To see why, let's consider left Riemann sums approximating the integral of $f(t,W_t)$ on $[0,1]$. By the smoothness of $f$, for small differences $\Delta t$, we have the following Taylor expansion about $t$: $f(t+\Delta t,W_{t + \Delta t}) = f(t,W_t) + \frac{\partial f}{\partial t}(t,W_t)\cdot \Delta t + \frac{\partial f}{\partial W} (t,W_t)\cdot \Delta W + \mathcal O(\Delta t^{3/2-\epsilon})$ where we have made use of the fact that $W_t$ is almost surely Hölder continuous with exponent $1/2-\epsilon$ to collapse the higher-order terms into the error term $\mathcal O(\Delta t^{3/2-\epsilon})$. This means that the error in the left Riemann sums can be bounded as follows: $\bigg|\int_0^1 f(t,W_t)dt - \frac{1}{n}\sum_{i=0}^{n-1} f\Big(\frac{i}{n}, W_{i/n}\Big)\bigg| \leq \frac{1}{n}\Big\lVert\frac{\partial f}{\partial t}\Big\rVert_\infty + \bigg|\frac{1}{n}\sum_{i=0}^{n-1} \frac{\partial f}{\partial W}(i/n, W_{i/n})\cdot \Delta W_{i/n}\bigg| + \mathcal O(\Delta t^{3/2-\epsilon})$ where $\lVert\cdot\rVert_\infty$ represents the supremum, so that $\lVert \partial f/\partial t\rVert_\infty$ is an upper bound on the partial of $f$ with respect to $t$. In the second term of this upper bound, note that each $\Delta W_{i/n}$ is a normally distributed random variable with variance $1/n$, hence each term $i$ of the sum has variance given by $\frac{1}{n}\bigg|\frac{\partial f}{\partial W}(i/n, W_{i/n})\bigg|\leq \frac{1}{n}\Big\lVert \frac{\partial f}{\partial W}\Big\rVert_\infty$ Summing all of these $n$ terms gives a normally distributed random variable with overall variance upper-bounded by $\lVert \partial f/\partial W\rVert_\infty$. Call this random variable $E_n$, so that we have $\bigg|\int_0^1 f(t,W_t)dt - \frac{1}{n}\sum_{i=0}^{n-1} f\Big(\frac{i}{n}, W_{i/n}\Big)\bigg| \leq \frac{1 + |E_n|}{n}\Big\lVert\frac{\partial f}{\partial t}\Big\rVert_\infty + \mathcal O(\Delta t^{3/2-\epsilon})$ If $E_n$ is a sequence of normally distributed random variables with bounded variance, then it is not difficult to show that $E_n = \mathcal O(n^\epsilon)$ with probability one for any $\epsilon > 0$. With a bit more care, one can show that $E_n = \mathcal O(\sqrt{\log n})$ with probability one.
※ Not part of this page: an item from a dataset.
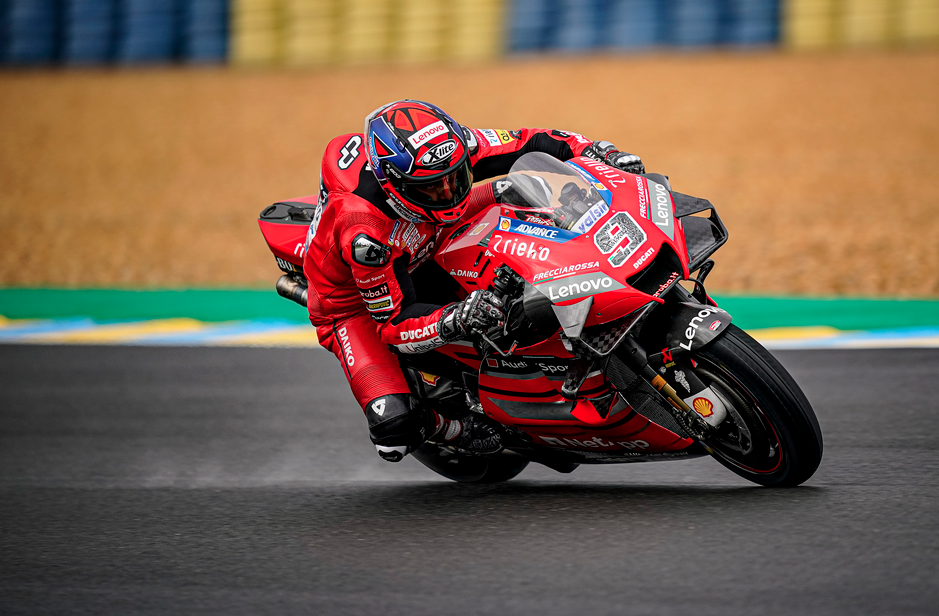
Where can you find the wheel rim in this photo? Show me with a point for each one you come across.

This tells us that the errors in the left Riemann sums for this integral converge at a rate of $\mathcal O(\sqrt{\log n}/n)$ (or $\mathcal O(1/n^{1-\epsilon})$, if you prefer the weaker estimate) almost certainly.
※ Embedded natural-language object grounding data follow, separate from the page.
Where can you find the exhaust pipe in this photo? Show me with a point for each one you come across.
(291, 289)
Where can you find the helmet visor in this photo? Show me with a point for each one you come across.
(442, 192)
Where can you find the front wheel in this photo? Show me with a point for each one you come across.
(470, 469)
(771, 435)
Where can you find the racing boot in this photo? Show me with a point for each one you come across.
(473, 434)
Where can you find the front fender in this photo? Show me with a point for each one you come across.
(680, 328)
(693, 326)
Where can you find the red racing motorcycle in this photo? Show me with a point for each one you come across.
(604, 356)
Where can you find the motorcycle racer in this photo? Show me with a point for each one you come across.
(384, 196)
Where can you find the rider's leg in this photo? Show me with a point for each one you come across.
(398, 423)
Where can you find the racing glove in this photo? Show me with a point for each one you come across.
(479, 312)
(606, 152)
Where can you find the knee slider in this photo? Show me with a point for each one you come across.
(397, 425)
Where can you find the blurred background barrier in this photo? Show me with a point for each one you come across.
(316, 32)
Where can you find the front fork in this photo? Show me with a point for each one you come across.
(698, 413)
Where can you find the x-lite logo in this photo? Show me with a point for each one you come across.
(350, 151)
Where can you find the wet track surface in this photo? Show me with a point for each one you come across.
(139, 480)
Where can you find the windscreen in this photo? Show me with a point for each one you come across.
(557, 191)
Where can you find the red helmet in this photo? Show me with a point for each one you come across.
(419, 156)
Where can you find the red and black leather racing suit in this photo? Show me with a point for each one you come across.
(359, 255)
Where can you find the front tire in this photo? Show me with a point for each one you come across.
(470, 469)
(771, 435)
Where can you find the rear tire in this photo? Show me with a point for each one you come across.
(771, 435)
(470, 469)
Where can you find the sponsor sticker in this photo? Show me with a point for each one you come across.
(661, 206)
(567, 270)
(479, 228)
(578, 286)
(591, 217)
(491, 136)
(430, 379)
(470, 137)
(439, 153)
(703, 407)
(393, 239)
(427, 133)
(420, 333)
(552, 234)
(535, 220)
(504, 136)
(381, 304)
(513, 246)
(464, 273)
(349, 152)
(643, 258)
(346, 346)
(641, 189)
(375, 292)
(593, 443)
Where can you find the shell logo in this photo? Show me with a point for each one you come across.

The key step in this proof is where we used the fact that variance is additive when adding Gaussians together. This distinguishes $W_t$ from other functions that are merely Hölder continuous. If $w(t)$ is a general function that is Hölder continuous with exponent $\alpha < 1$, then the most we can say about the sum of the differences $\Delta w(i/n)$ weighted by the values of $\partial f/\partial W$ is that they are bounded by $\sqrt{n}$. But due to the "independent increments" property of a Wiener process, it guarantees that these differences almost certainly cancel sufficiently to bound this sum by $\sqrt{\log n}$.